Comparative analysis of cyclin-dependent kinase 2 density by immunohistochemistry in lesional versus nonlesional psoriatic skin

Abstract

Background Psoriasis is a noninfectious, inflammatory, and hyperproliferative skin disorder. Cyclin-dependent kinase 2 (CDK2) is a serine-threonine protein kinase that plays a role in the transition of G1/S, the initiation of DNA synthesis, and the regulation of the S phase exit in the cell cycle. CDK2 is uniformly expressed in healthy human epidermis being located mainly in the cytoplasm and nuclei of basal keratinocytes.
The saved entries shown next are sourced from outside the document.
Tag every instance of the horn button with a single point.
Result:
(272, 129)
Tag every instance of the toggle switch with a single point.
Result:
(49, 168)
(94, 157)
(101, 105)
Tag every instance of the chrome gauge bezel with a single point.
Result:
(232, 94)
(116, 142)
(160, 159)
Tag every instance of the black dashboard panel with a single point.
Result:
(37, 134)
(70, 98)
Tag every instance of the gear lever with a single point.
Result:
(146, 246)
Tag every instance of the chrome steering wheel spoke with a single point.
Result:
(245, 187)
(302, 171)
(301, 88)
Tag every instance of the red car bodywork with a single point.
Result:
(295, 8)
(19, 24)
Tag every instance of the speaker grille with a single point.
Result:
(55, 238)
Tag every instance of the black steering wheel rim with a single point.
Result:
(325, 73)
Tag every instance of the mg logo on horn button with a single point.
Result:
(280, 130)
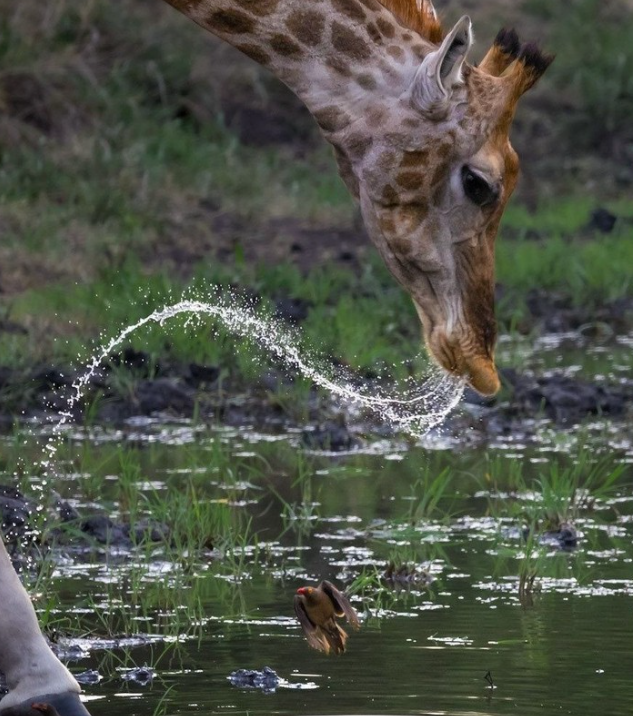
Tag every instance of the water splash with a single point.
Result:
(415, 410)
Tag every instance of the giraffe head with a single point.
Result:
(421, 137)
(425, 149)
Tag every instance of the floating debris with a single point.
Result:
(266, 680)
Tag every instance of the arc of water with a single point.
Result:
(436, 396)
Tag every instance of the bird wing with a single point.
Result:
(314, 634)
(342, 606)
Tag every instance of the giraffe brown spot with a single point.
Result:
(366, 81)
(358, 145)
(259, 7)
(348, 42)
(411, 181)
(439, 175)
(396, 52)
(445, 149)
(438, 194)
(386, 160)
(412, 122)
(331, 119)
(400, 246)
(397, 138)
(376, 117)
(389, 196)
(417, 158)
(350, 8)
(413, 215)
(338, 65)
(255, 53)
(231, 22)
(387, 28)
(284, 45)
(306, 26)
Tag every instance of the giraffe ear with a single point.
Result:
(441, 70)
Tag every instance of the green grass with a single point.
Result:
(126, 169)
(593, 68)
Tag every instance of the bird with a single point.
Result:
(316, 609)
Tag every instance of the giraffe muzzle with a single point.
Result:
(481, 374)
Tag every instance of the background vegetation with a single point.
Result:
(139, 156)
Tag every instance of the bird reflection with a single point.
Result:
(316, 609)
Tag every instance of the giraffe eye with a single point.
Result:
(477, 189)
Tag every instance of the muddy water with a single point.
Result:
(425, 646)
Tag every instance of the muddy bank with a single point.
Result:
(131, 386)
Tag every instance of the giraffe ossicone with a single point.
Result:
(420, 136)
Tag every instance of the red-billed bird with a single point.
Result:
(316, 609)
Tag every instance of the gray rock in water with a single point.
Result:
(266, 680)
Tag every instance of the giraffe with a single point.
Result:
(420, 136)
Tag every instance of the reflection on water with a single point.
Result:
(425, 645)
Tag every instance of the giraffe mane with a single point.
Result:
(419, 15)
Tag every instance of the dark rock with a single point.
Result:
(147, 531)
(163, 395)
(47, 377)
(91, 676)
(266, 680)
(67, 512)
(602, 220)
(103, 530)
(15, 511)
(139, 361)
(7, 326)
(564, 538)
(203, 373)
(141, 675)
(27, 99)
(567, 400)
(7, 376)
(406, 575)
(293, 310)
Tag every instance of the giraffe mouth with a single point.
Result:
(457, 356)
(477, 369)
(479, 372)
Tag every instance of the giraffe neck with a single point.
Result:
(338, 56)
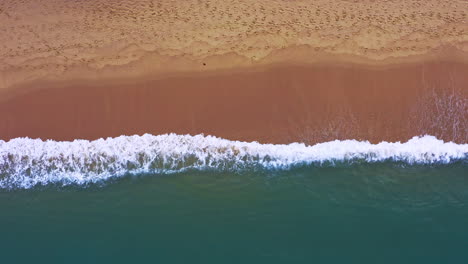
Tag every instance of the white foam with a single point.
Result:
(27, 162)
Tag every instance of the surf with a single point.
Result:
(25, 162)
Objective To compare the CDK2 density by immunohistochemistry in lesional versus nonlesional psoriatic skin and normal control and to correlate its expression with disease severity. Patients and methods This study was conducted on 30 patients with plaque psoriasis and 20 age-matched and sex-matched controls. Biopsies were obtained from the active plaque (lesional) and nonlesional skin of the patients and normal controls. CDK2 density was assessed by counting immunohistochemically positive nuclei in 1000 suprabasal keratinocytes at ×400 power fields. Results CDK2 was negative in normal control skin (no positive nuclear staining was seen in suprabasal keratinocytes). Meanwhile, the psoriatic group showed diffuse nuclear positivity in suprabasal cells. The density was significantly higher in lesional versus nonlesional skin. CDK2 density in lesional and nonlesional skin showed a statistically significant correlation with Psoriasis Area and Severity Index score (r=0.820 and 0.683, P<0.001 and <0.001, respectively). Conclusion CDK2 density is high in plaque psoriatic epidermis more than in nonlesional and control skin, and this was positively correlated with disease severity. It indicates that it may play a role in the development of psoriasis and may be a potential therapeutic target.